The case involves a scheme to defraud the United States by fraudulently obtaining and converting to cash U.S. Treasury checks issued by the IRS in connection with fraudulent tax returns filed with the agency. As part of the scheme, tax returns were filed using the personal identifying information of individuals, when in reality, said individuals never filed such tax returns with the IRS. The investigation has revealed that the fraudulent tax returns were filed without the consent of the taxpayers who appear in the returns.
The majority of the defendants would attempt to negotiate the Treasury checks by depositing them in their accounts at financial institutions such as banks and credit unions. Other defendants cashed or attempted to cash the checks at post offices. When a defendant attempted to cash the check at a post office, he or she would present a false identification document such as a driver's license.

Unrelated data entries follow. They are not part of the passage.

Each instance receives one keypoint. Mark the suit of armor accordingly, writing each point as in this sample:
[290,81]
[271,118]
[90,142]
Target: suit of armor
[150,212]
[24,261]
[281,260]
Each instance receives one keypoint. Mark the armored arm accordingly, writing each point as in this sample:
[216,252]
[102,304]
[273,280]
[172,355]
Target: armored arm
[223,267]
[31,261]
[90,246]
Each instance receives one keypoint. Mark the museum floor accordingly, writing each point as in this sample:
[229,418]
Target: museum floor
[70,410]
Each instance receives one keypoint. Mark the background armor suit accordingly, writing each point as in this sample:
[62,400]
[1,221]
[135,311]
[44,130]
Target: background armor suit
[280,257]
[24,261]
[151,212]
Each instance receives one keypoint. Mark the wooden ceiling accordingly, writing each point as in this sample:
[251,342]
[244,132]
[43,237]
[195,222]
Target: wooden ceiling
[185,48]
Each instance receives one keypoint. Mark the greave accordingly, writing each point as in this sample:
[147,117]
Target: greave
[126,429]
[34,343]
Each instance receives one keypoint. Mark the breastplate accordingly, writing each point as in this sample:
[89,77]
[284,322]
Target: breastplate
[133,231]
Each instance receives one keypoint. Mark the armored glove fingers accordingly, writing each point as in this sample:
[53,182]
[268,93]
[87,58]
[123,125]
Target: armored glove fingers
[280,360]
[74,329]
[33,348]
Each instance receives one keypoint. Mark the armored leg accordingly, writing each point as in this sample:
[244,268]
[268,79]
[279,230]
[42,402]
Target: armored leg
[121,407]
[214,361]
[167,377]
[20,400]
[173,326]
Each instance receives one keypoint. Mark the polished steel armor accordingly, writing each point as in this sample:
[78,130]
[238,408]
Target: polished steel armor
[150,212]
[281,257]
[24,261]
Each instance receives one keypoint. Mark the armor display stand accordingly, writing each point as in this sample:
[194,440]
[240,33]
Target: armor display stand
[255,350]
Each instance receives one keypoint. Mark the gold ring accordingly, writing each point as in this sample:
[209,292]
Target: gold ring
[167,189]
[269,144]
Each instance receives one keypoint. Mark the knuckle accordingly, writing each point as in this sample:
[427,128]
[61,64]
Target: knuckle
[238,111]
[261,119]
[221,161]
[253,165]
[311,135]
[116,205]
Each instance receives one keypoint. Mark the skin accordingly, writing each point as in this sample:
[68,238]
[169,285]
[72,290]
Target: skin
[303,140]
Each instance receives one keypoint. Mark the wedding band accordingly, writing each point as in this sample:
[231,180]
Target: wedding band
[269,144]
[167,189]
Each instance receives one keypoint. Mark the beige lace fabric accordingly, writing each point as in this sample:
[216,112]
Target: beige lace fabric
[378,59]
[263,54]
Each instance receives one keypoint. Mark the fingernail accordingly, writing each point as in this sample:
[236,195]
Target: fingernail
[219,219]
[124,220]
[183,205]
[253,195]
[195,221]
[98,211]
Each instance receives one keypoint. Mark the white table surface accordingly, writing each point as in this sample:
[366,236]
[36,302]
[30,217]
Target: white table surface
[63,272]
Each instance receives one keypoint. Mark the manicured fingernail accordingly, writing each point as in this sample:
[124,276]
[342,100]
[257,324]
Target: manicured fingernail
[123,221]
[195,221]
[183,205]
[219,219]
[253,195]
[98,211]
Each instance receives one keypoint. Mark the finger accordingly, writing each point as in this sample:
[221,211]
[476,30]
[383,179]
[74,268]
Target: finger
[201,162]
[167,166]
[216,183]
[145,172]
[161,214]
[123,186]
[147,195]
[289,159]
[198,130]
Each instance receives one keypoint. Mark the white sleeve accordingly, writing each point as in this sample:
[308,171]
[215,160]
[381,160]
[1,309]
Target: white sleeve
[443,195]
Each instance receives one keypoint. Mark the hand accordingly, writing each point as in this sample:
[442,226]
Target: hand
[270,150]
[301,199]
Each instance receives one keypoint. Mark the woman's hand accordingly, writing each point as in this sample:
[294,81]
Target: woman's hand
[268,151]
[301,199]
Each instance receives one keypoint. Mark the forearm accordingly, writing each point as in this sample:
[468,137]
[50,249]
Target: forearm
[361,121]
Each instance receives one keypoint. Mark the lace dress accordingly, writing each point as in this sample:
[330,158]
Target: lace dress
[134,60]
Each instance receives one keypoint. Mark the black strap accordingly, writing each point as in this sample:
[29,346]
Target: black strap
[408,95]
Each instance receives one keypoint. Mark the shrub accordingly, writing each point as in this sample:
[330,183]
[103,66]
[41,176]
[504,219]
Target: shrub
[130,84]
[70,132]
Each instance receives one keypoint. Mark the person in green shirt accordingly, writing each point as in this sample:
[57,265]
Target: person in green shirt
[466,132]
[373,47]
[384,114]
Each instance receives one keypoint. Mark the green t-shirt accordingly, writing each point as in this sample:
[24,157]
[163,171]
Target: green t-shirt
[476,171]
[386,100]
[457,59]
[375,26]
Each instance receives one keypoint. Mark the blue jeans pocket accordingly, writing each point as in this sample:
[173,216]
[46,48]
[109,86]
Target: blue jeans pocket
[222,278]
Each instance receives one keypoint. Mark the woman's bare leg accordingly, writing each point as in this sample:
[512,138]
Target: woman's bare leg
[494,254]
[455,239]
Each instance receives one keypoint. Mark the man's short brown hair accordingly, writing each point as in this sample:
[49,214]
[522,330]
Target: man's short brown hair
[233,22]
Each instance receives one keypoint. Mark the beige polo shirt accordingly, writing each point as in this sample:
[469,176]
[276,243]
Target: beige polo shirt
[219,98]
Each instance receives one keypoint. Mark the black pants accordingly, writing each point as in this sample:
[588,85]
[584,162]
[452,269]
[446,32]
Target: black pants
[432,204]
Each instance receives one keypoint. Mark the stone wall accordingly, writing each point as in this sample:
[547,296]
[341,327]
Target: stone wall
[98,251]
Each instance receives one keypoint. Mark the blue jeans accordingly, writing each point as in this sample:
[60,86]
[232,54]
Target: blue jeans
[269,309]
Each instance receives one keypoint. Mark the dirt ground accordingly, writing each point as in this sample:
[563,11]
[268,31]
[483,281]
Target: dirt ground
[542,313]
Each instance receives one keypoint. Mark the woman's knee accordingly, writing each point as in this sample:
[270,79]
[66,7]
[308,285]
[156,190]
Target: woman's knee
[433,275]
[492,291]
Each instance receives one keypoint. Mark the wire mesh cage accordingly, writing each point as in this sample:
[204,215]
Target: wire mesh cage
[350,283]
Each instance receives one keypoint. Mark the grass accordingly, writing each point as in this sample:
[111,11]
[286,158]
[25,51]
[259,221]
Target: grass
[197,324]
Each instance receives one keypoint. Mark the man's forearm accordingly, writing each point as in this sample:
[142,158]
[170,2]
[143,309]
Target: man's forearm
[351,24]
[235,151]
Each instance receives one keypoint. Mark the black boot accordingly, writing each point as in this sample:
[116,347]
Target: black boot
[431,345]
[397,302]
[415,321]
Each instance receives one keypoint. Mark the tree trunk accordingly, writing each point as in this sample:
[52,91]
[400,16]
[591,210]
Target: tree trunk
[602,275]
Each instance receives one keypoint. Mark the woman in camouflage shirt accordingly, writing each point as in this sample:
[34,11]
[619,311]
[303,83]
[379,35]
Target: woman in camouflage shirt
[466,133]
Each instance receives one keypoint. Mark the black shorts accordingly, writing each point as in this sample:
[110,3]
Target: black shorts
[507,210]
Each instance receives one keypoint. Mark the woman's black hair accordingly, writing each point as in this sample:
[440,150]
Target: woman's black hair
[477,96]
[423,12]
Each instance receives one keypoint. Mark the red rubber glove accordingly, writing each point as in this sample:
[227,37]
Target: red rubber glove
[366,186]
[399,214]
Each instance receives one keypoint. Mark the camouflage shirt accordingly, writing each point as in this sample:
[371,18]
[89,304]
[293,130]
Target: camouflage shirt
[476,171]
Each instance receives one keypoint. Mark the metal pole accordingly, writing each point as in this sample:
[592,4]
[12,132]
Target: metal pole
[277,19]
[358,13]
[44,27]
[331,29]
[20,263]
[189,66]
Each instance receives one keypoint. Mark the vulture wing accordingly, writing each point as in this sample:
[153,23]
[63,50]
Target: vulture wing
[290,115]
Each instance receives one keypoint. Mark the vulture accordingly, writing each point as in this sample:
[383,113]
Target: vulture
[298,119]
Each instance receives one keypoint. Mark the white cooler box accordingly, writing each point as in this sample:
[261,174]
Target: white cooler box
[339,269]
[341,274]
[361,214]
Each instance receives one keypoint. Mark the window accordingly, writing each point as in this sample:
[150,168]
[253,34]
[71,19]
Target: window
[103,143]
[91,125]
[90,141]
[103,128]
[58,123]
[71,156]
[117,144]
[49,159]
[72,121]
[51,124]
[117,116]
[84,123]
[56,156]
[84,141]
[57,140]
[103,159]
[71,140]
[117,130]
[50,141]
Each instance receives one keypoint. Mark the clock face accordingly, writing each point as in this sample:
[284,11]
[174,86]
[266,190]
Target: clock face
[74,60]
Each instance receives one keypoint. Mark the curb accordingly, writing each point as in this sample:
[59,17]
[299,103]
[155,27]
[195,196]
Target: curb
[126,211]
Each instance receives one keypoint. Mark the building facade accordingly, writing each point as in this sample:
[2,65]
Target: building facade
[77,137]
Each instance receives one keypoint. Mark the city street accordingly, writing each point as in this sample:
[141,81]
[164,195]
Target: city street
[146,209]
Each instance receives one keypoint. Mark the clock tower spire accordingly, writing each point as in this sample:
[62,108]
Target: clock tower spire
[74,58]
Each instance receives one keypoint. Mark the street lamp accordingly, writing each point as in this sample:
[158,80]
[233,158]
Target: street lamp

If convicted, the defendants face a maximum possible sentence of 10 years on the theft of government property charge, plus two consecutive years if convicted on the aggravated identity theft charge. The investigation is ongoing.
The case is being investigated by the IRS, Criminal Investigation Division, with the collaboration of HSI, the U.S. Postal Inspection Service and the U.S. Secret Service, and is being prosecuted by First Assistant U.S. Attorney Maria A. Dominguez. The Puerto Rico Police Department and the San Juan Municipal Police participated in the arrests.